Hmmm… maybe the real headline isn’t “Governor Cries About Lack of Front-Page Attention” or “Governor Obsessed with Obsolete Technology, Ignores Online Coverage.” Maybe the real headline is, “Governor Creates Negative Business Climate for Newspapers, Drives Jobs Out of State, Erodes Democracy by Weakening Public Access to and Confidence in Journalism.” (As usual, the real story, the thing we need to talk most deeply about, makes for too long of an effective headline.)
Related Skimming: My news input is entirely electronic, so the location of printing presses should have no effect on my level of information. But when I check the Argus homepage this morning, I get a banner ad, five sport stories, and no above the scroll budget news:
Would Governor Noem like to join me in critiquing the exaggerated importance of sport in the popular press?

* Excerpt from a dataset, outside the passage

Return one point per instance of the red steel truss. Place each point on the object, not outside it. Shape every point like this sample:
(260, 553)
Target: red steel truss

Kristi Noem is “yesterday’s news”.
You know, if Mrs. Noem has learned anything from Mr. Trump it’s how to amplify the angry messaging to donors by keeping the media jumping from outrage to catty outbursts. She really has become a pro who puts on Teflon makeup every morning.
Here’s one for you Porter:
https://www.youtube.com/watch?v=3dKR08VTg1E
best line is “who wants yesterday’s girl.”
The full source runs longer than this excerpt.